JS: Temos uma relação de cooperação. Trabalhamos juntos em projetos de limpeza marinha e de liberação de espécies jovens no mar. Porém, há conflitos com mergulhadores ilegais que coletam frutos do mar em grande quantidade.
E: O que torna a cultura das haenyeo única em comparação com outras tradições de pesca ou mergulho?
JS: O diferencial é que somos mulheres liderando a atividade. Temos uma comunidade forte baseada na ajuda mútua e na solidariedade, cuidando especialmente das mais vulneráveis.
E: Quais são os equipamentos básicos usados por uma haenyeo? Algum deles tem um significado especial?
JS: Usamos máscara de mergulho, nadadeiras, roupa de borracha, arpão e uma bóia chamada “tewak”. A “tewak” é muito especial, pois é feita com cuidado e serve tanto para guardar os frutos do mar quanto para sinalizar nossa presença no mar.
E: Você tem alguma experiência especial no mar que marcou sua memória?
JS: Quando estou cansada ou sobrecarregada, o tempo no mar é só meu. É como se o mar me confortasse e me acolhesse.
E: Quais são suas expectativas para o futuro das haenyeo?

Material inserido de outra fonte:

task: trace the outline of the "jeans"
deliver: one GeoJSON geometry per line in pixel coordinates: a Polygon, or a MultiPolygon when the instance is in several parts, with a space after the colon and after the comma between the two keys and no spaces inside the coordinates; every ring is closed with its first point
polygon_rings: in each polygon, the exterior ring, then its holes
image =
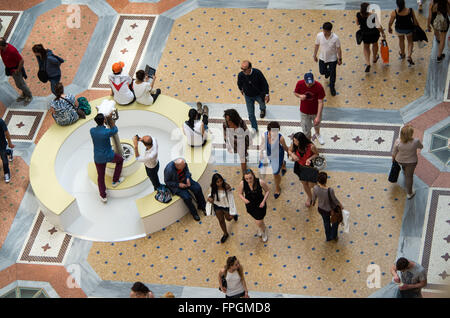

JS: Espero que continuemos sendo as guardiãs do mar, protegendo o ecossistema marinho e promovendo a coexistência com o oceano.
E: Como você se sente ao ver estrangeiros e turistas interessados na cultura das haenyeo? Isso ajuda a preservar a tradição ou há preocupações com a comercialização?
JS: Fico muito feliz e orgulhosa ao ver o interesse na nossa cultura. Isso me faz sentir que escolhi o caminho certo ao ser haenyeo.
Você já conhecia as haenyeos? Conte pra gente e nos siga nas redes sociais do Entretetizei — Facebook, Instagram e X — para mais novidades sobre a cultura asiática.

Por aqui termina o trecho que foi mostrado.